Researchers stumbled on an even greater surprise when, using more modern methods, they discovered that during sleep, even in blind people, the area which is otherwise responsible for processing visual signals becomes active. This area was not expected to be active in blind people, as they do not receive any signals from their eyes, leaving this area in a passive state.

Nonetheless, it seems the brain is so adaptable or, in other terms, plastic, that an area not being used adjusts and becomes specialized in other tasks. In the mid-nineties, however, this discovery would not be easily accepted. The scientist that detected this particularity while observing the brain activity of blind people reading Braille encountered great difficulties when they tried to publish their findings. Science magazine refused to publish their work, because the editorial staff could not come to terms with how completely different parts of the brain could interconnect and work together, performing new tasks. In time, the article was published in the rival Nature magazine.

Later, new research actually revealed that the cooperation of the visual part of the brain has an essential role in the fluent reading of Braille. Someone who can read Braille fluently does not feel the dots on the paper at all, but directly perceives entire words, just as one reading ordinary writing is not conscious of individual letters, but takes in words and sentences as units of meaning.

In 2000, there was even a case, described in scientific literature, of a woman who has been blind since her early childhood and had learned to read Braille very well during her schooling. When she was 26, though, she suffered from a brain stroke in the area otherwise responsible for processing visual information. At first glance, such a stroke should not leave any significant consequences on a blind person, but this case seemed to prove otherwise. Even though the woman could still feel the dots of Braille under her fingers, she suddenly no longer understood their meaning.
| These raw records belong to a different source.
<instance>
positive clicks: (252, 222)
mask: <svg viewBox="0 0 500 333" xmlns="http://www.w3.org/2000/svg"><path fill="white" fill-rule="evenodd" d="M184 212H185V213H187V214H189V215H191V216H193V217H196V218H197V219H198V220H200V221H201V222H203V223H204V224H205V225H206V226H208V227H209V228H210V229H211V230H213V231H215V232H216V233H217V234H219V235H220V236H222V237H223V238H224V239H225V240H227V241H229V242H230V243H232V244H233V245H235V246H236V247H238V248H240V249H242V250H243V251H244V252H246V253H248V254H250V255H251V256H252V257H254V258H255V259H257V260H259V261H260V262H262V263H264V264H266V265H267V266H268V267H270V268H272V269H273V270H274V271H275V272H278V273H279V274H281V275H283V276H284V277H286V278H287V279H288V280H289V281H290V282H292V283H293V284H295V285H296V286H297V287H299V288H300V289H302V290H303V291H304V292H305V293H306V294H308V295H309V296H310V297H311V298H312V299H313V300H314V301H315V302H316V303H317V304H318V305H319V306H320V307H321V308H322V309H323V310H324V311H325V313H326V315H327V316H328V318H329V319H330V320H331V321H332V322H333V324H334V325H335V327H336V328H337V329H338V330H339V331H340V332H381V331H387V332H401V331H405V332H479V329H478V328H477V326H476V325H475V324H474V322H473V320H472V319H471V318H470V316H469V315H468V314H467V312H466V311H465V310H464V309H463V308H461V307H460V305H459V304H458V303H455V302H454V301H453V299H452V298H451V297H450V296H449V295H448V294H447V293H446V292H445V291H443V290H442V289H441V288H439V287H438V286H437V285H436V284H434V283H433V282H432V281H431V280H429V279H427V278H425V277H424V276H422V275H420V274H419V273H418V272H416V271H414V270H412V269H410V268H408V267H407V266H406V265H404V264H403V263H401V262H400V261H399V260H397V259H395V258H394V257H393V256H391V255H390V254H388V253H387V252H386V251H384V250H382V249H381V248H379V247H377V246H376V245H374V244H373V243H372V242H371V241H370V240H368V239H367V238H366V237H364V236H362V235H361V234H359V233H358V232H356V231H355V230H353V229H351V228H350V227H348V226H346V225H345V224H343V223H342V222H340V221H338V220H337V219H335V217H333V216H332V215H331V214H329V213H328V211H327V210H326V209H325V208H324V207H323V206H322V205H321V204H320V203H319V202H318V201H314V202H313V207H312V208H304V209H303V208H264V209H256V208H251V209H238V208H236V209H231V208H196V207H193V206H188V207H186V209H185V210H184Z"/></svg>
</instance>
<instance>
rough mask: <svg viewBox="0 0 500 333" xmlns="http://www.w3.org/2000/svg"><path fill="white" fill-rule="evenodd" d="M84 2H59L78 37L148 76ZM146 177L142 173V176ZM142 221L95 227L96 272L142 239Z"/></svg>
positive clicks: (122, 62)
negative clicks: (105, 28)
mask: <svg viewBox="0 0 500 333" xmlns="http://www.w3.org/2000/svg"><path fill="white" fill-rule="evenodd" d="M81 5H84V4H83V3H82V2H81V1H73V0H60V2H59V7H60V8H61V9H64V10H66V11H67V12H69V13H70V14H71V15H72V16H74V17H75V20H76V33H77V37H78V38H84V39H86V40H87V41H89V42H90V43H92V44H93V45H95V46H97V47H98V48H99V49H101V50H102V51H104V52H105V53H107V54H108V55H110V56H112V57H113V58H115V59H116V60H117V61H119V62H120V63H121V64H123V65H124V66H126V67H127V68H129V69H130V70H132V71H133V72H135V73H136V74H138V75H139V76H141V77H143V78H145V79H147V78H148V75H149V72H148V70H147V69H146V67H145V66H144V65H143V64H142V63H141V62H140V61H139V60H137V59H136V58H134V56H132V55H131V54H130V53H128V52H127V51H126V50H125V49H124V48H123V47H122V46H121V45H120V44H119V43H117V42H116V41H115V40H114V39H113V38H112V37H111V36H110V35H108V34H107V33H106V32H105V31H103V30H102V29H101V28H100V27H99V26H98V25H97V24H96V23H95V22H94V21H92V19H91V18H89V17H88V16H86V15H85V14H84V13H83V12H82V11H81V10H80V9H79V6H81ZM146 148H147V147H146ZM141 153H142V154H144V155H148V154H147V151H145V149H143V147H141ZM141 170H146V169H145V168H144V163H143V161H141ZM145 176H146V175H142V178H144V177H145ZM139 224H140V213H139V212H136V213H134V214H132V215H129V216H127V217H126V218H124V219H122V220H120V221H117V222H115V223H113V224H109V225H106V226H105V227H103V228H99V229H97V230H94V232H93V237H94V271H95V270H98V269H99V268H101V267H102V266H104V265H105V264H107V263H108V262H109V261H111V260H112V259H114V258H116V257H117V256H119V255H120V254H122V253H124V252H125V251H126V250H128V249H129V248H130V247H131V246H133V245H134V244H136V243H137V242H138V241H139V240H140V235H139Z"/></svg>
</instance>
Her ability to read Braille was stored in the area that otherwise processes visual information, but in her case that had been damaged by the brain stroke.

Mental fitness

It has only recently become clear that even older brain is much more plastic or adaptable than it was first presumed to be. Nevertheless, the fact remains that the ability to adapt diminishes with time. Younger brains are simply much more plastic than older brains.

Michael Merzenich, one of the already mentioned pioneers in the research of brain plasticity, and his colleagues have already founded two companies offering professional help in overcoming difficulties in brain function. Scientific Learning helps children with learning disabilities. Using special computer games which are designed to develop specific parts of the brain that cause these children to have problems, the company has achieved impressive results.

These results have recently led to the creation of the Posit Science company which focuses on helping the older population. Using various mental fitness techniques it helps older people keep their brains in the same shape as they were in their best years.